Epilogue: Saturday

Sarah watched with grim determination as the pages of Le Livre De Bogey smoked, curled, and smoldered, finally burning in a brilliant flash of purple fire. It had been one of the hardest decisions she'd ever had to make and, even as she watched the pages slowly turn to ash, she still wasn't sure if she'd done the right thing.

"Remind me again why you're doing this?" a whisper came from the shadows.

She turned around, facing the woods behind her house, and watched as Jareth slowly materialized. "So that you know I mean business," she replied gruffly. "If you ever slip up or do anything I don't like, I'll tear out more pages from the book and burn them."

Jareth gave her a skeptical look, then turned to watch the small fire burn itself out. He grimaced after a moment. "Those were the pages on time-travel," he grumbled. "Damn. And I so enjoyed that power, too."

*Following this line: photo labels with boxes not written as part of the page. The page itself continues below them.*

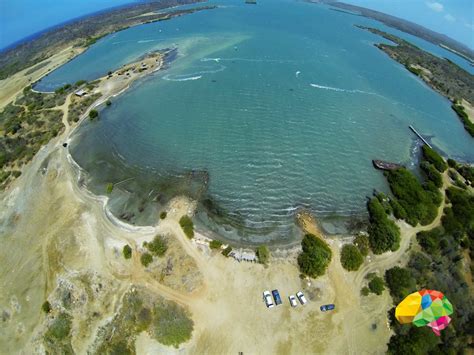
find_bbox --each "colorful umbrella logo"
[395,290,453,336]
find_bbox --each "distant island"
[309,0,474,65]
[0,0,215,80]
[357,26,474,137]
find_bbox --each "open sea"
[36,0,474,244]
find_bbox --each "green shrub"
[89,110,99,120]
[420,161,443,188]
[448,158,458,169]
[122,244,132,259]
[368,198,400,254]
[298,234,332,278]
[387,168,441,226]
[257,245,270,264]
[369,276,385,295]
[360,286,370,296]
[140,253,153,267]
[41,301,51,313]
[143,235,168,256]
[422,144,448,173]
[354,234,370,256]
[45,313,72,342]
[209,240,222,249]
[153,303,194,348]
[179,215,194,239]
[222,245,232,257]
[341,244,364,271]
[416,228,443,255]
[385,266,416,303]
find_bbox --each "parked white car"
[288,295,298,307]
[296,291,308,305]
[263,291,275,308]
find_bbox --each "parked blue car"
[320,304,336,312]
[272,290,281,306]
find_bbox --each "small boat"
[372,160,404,170]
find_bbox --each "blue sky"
[0,0,474,48]
[340,0,474,48]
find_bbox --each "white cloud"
[426,2,444,12]
[444,14,456,22]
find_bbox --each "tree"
[341,244,364,271]
[179,215,194,239]
[89,110,99,120]
[41,301,51,313]
[140,253,153,267]
[257,245,270,264]
[122,244,132,259]
[385,266,416,303]
[143,234,168,256]
[369,276,385,295]
[222,245,232,256]
[422,144,448,173]
[298,234,332,278]
[209,240,222,249]
[368,198,400,254]
[354,234,370,256]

Sarah heaved a sigh, her mind going back to Halloween. She had been ready to toss The Bogey Book into the flaming mess of the library… until Jareth had spoken. "It's a horrible way to die. Don't do it, Sarah." Her mind had immediately gotten stuck on the word 'die'. Her plan hadn't been murder until that point, she had merely wanted to help her town, but that one word had turned her whole world around. She didn't want to live in his world of chaos anymore than anyone else did, but was she really will to kill him in order to get things back to normal? She had joked about it, in frustration, but the reality had knotted her stomach. His offers had been brutally tempting, his company had been growing on her, and he looked human; she simply could not find it within herself to end his life.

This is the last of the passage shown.